And this is why I can't share the sense of satisfaction I sense in some of my "prophetic" friends. I believe the first step in culture making is not creating (let alone condemning, critiquing, or consuming) but cultivating: keeping what is already good in culture, good. American Christians, on the right and the left, have been painfully bad at cultivating. We want to jump to "transformation" and "impact" (words generally used on the right) or to "resistance" and "revolution" (favored words of the left). We often seem incapable of seeing ourselves first as gardeners: people whose first cultural calling is to keep good what is, by the common grace of God, already good.

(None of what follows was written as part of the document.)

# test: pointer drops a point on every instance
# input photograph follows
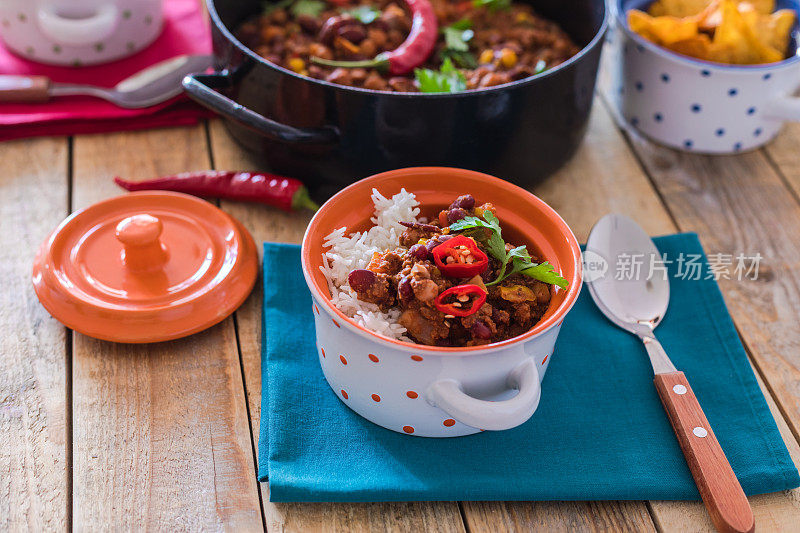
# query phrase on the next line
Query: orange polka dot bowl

A gardener does not pull out weeds because she hates weeds; she pulls out weeds because she loves the garden, and because (hopefully) there are more vegetables or flowers in it than weeds. This kind of love of the garden—loving our broken, beautiful cultures for what they are at their best—is the precondition, I am coming to believe, for any serious cultural creativity or influence. When weeds infest the garden, the gardener does not take the opportunity to decry the corruption of the garden as a whole. She gets patiently, discerningly, to work keeping the garden good.

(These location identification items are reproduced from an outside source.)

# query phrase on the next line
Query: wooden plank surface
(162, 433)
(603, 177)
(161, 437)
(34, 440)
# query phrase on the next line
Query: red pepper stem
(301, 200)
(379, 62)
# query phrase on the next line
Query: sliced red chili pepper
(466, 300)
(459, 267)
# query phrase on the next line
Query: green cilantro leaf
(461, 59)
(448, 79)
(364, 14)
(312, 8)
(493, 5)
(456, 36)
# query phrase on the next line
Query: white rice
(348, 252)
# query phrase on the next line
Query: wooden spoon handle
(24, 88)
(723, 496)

So why am I hopeful? Because I believe the coming years are going to reveal some pernicious weeds in our culture for what they are. One of the characteristics of weeds is that they suck up resources from other plants. They are quick-growing, quick-spreading, invasive. They do not coexist with the other plants in the garden, they overtake them. Kudzu is a weed not because it is unattractive in its own way or even has no rightful place in the ecosystem, but because it grows over and chokes out other valuable and beautiful things. Weeds are, as every gardener knows, the easiest thing to grow.

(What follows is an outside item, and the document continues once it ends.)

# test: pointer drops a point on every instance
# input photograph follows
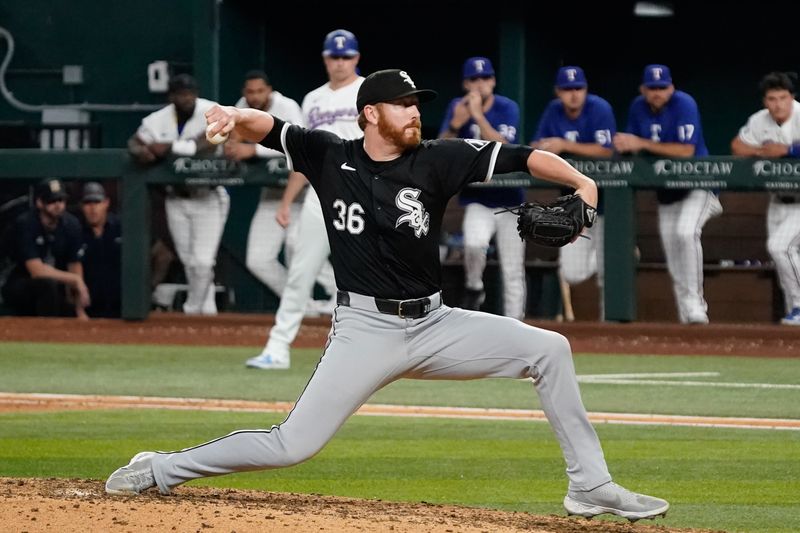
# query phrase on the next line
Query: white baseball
(218, 137)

And I believe the fundamental weed in the American garden is, in fact, ease. Easy-ness. Effortlessness. Along with the incredible benefits of the rise of technology has been this terrible weed: the idea that things should be easy. The Staples office-supply chain has profited handsomely selling the ultimate symbol of our times: a plastic button that does absolutely nothing but is great fun to push, labeled "easy."